Sauf à opter pour le solipsisme, ce qui clôt toute discussion, il faut bien admettre l’existence d’un monde physique hors de la conscience et un objet matériel de la sensibilité ainsi qu’une capacité de la sensibilité à nous communiquer des informations généralement pertinentes. De la réalité, on peut certes douter comme le fait Descartes mais c’est un doute qui doit d’abord nier l’évidence de la chose et nier sa réalité au moment où il la reconnait. Pour douter de la réalité d’une vision et vérifier si elle n’est pas hallucinatoire, il faut la ressentir, il faut qu’elle s’impose. Cela suppose qu’elle ait une réalité. Il ne devrait donc y avoir aucun intérêt à parler d’être du sensible car à première vue, cela n’ajoute rien à sa réalité. Ou du moins l’intérêt n’apparaît que si on considère que du verbe « être » peuvent être tirés deux substantifs : étant et être. Ce ne peut pas être un degré de réalité qui sépare l’être de l’étant puisque comme substantifs du verbe être ils affirment l’un comme l’autre la réalité d’une chose. Le substantif « être » implique seulement plus de permanence que le substantif « étant ». A l’inverse, le substantif « étant » implique plus de présence que le substantif « être », plus de matérialité même. On peut être un « être de raison » mais jamais un « étant de raison ». Les étants sont en général localisés ontologiquement. Ils apparaissent, se transforment éventuellement en d’autres étants ou disparaissent.

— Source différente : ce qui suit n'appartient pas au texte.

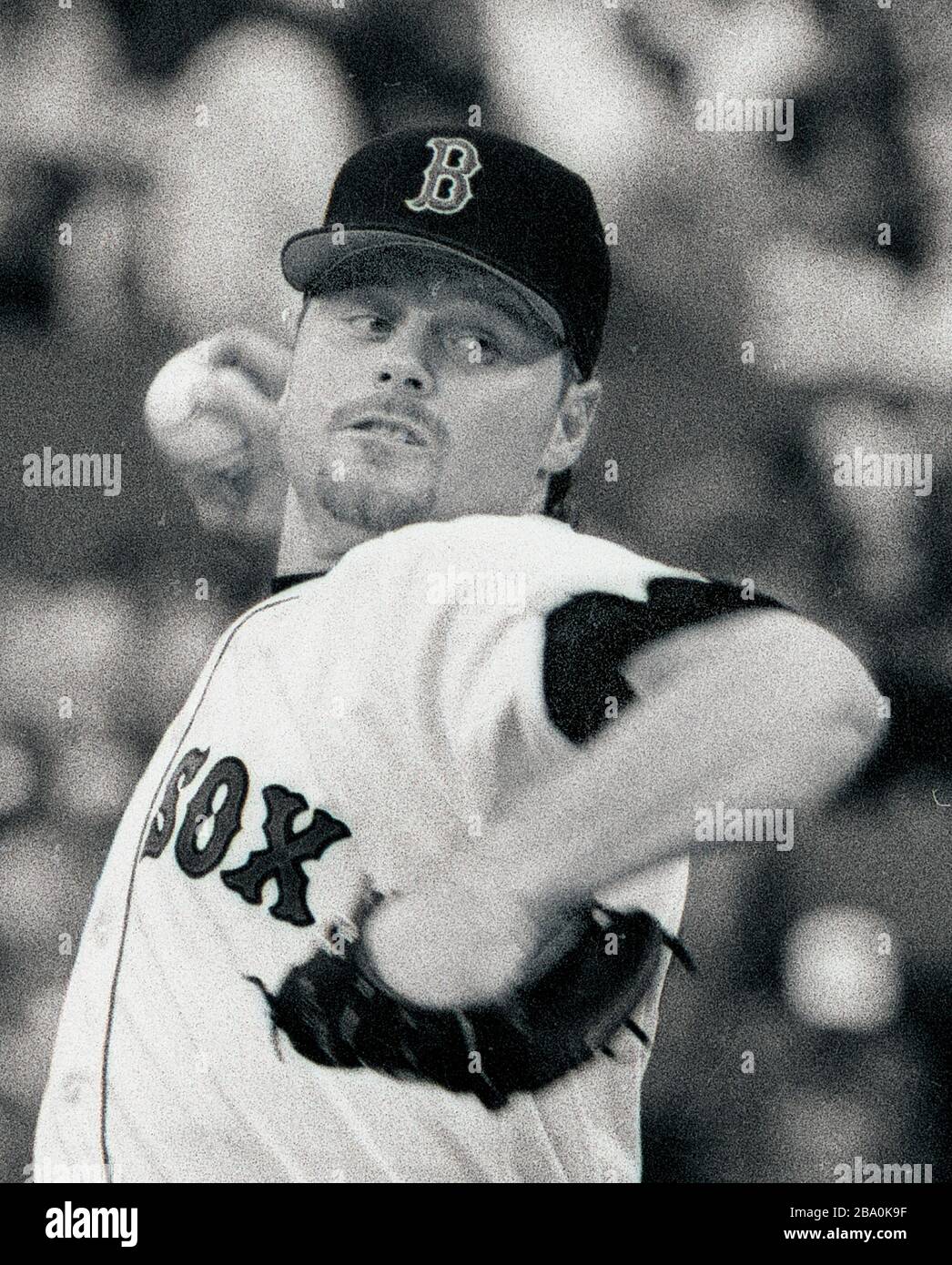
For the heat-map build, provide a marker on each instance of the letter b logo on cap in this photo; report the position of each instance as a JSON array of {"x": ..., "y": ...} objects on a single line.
[{"x": 447, "y": 187}]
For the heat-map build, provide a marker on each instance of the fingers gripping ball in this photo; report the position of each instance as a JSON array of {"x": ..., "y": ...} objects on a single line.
[
  {"x": 572, "y": 993},
  {"x": 178, "y": 415}
]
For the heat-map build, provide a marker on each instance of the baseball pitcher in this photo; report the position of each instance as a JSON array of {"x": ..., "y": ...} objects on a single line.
[{"x": 396, "y": 897}]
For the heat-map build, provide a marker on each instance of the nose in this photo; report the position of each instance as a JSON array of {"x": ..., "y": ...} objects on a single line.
[{"x": 403, "y": 366}]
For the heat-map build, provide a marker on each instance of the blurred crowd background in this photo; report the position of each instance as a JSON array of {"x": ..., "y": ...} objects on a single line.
[{"x": 153, "y": 157}]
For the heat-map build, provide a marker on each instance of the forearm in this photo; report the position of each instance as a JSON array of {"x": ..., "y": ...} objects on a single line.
[{"x": 754, "y": 720}]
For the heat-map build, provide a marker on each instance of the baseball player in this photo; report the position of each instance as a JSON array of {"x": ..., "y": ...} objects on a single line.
[{"x": 396, "y": 897}]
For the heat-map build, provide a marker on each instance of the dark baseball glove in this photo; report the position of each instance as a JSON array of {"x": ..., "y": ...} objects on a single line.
[{"x": 575, "y": 996}]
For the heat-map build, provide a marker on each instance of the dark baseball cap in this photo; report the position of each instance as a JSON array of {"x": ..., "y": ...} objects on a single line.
[{"x": 480, "y": 195}]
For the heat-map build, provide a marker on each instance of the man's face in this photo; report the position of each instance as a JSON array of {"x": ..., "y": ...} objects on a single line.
[{"x": 421, "y": 389}]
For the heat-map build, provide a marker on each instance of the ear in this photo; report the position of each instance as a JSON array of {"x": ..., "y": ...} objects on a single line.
[{"x": 572, "y": 427}]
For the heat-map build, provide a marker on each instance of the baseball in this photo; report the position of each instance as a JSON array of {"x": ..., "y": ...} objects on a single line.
[{"x": 181, "y": 428}]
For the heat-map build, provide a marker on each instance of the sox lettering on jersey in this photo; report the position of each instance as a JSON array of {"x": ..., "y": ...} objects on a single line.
[
  {"x": 448, "y": 185},
  {"x": 283, "y": 854}
]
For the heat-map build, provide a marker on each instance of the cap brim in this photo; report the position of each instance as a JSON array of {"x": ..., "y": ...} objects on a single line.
[{"x": 314, "y": 256}]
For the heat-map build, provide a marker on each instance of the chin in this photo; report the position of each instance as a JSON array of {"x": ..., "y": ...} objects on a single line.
[{"x": 373, "y": 506}]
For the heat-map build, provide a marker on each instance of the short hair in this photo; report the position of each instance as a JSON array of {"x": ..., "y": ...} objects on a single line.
[{"x": 558, "y": 491}]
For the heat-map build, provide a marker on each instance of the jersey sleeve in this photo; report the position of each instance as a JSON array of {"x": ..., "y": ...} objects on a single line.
[{"x": 590, "y": 638}]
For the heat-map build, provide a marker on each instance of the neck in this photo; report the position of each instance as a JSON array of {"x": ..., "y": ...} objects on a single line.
[{"x": 316, "y": 545}]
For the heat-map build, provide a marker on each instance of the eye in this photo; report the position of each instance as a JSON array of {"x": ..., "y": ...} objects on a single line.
[
  {"x": 370, "y": 323},
  {"x": 471, "y": 347}
]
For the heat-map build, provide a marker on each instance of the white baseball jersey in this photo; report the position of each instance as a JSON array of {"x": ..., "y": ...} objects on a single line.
[{"x": 366, "y": 721}]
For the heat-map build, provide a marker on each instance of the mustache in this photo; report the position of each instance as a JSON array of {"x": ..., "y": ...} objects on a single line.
[{"x": 399, "y": 408}]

Un étant est une chose singulière et peut être distingué d’autres choses singulières par son nom. On peut le définir en le situant par rapport aux autres choses. Tandis qu’un être n’a pas de localisation, il persiste dans son être. Il a une essence c’est-à-dire une nature permanente et toujours fondamentalement la même ou au moins une forme accomplie vers laquelle il tend. Il a en lui une espèce de nécessité métaphysique qu’il réalise ou qu’il dévoile (dans ce domaine l’imagination métaphysique est sans borne). Quoi qu’il en soit, l’emploi du substantif « être » implique logiquement une approche essentialiste et par conséquent idéaliste puisqu’elle suppose de réduire une chose à une essence. On sait d’ailleurs qu’avec Hegel, le summum de la philosophie idéaliste et en même temps le summum de l’essentialisme.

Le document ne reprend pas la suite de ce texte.